In this episode of the GrowthTLDR, we talk to Andy Raskin, who helps companies with their strategic messaging and positioning.
It's not easy standing out from the competition today. To do so, you need to have a story that separates you from everyone else. Andy helps companies do just that.
We talk about why a companies sales deck is the best test of being able to construct a story that works for your prospects. It gives you the most immediate feedback. We talk about Andy's framework that he uses to help companies build a winning story and examples from Andy's clients on how they've successfully created that narrative.

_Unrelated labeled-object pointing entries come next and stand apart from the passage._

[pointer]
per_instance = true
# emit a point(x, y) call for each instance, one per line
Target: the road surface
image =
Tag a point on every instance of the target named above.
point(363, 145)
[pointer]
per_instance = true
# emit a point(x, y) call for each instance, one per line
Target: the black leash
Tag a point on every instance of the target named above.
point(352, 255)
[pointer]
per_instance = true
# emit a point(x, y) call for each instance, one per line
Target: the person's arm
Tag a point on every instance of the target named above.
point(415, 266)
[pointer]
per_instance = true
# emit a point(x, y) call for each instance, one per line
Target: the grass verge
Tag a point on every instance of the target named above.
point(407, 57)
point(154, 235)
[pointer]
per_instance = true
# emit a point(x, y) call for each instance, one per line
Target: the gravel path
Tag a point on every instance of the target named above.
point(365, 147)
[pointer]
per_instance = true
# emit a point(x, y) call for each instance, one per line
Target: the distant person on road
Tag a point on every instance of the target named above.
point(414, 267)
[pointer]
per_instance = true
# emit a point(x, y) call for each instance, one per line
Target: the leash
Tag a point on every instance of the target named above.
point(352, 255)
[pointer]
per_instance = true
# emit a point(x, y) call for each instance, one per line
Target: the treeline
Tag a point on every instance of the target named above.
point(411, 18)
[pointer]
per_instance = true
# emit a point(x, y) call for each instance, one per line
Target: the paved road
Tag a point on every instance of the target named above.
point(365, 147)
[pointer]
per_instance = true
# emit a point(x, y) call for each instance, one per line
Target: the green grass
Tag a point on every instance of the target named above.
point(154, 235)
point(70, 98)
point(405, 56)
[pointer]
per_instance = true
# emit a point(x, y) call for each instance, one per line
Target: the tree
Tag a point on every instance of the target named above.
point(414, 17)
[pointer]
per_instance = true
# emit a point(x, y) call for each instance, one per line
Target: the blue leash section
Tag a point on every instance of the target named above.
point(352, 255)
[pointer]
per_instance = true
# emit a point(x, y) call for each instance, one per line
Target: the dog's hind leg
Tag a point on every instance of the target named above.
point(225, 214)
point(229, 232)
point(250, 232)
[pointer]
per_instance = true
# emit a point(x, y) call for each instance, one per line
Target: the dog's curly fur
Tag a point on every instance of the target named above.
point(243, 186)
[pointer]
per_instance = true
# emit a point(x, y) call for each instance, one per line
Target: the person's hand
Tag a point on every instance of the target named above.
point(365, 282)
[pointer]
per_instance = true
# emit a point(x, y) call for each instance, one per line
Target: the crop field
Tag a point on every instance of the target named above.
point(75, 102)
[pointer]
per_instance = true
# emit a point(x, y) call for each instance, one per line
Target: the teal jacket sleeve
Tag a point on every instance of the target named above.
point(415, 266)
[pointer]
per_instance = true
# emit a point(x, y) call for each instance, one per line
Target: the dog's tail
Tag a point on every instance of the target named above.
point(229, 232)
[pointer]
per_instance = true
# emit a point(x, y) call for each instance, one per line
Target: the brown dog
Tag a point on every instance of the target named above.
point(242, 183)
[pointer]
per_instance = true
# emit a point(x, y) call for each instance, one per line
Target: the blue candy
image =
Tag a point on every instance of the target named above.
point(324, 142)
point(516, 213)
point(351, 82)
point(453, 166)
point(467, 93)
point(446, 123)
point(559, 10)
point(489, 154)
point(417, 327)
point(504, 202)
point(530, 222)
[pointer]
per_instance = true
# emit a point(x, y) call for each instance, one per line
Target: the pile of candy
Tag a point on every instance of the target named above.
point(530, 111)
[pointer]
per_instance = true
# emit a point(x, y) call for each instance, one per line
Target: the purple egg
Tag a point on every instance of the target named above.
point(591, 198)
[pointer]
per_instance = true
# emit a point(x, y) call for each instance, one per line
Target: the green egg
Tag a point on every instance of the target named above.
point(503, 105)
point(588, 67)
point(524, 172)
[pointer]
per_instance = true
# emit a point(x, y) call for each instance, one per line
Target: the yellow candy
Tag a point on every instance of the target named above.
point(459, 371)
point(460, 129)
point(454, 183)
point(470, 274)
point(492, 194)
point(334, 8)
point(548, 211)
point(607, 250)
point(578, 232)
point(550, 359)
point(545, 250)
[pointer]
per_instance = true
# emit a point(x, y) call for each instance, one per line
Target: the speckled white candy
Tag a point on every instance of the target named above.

[1:50] - Andy talks about what it means to create a strategic story for CEO's and why they find that service valuable.
[4:20] - What's the difference between positioning vs. a strategic narrative? Andy takes us through them; in particular, a strategic story helps add urgency to your sales process and reframes the reason to buy the product in the minds of your prospects. Andy uses an example from Salesforce to highlight those differences.
[8:15] - Having a strategic story helps all teams have one cohesive story they're telling across all channels.
[9:55] - A companies sales pitch is a crucial instrument in how a company can align around a brand's story. It's almost like the minimal viable version of your strategy story. Andy walks us through the framework he uses to develop the companies sales pitch using a client he's currently working with.
[18:30] - A critical part of creating the strategic story is mapping out how your industry is shifting from the 'old game to a new game.' Andy used to call this what's changed in the world. To help understand this, he asks customers what's changed in their world that made the product more valuable for them.
[24:00] - One of the ways you know your customer story is working is when prospects agree with how you frame the shift in the world. Andy talks about the book Never Split the Difference and that your aim is getting people to say "that's right" vs. "yes."
[28:10] - Andy's requirement is the CEO both builds and signs off on the companies story/narrative. He sees the story as being a deliverable that the CEO owes the company - marketing, sales, product, etc. Other teams contribute, but the CEO is the person responsible for delivering it.
[31:15] - Adding urgency into the sales process means you need to show there are already companies playing the new game and winning. Companies find this a challenge because it means showing winners who aren't yet using their product. Andy gives examples of how companies make this story work.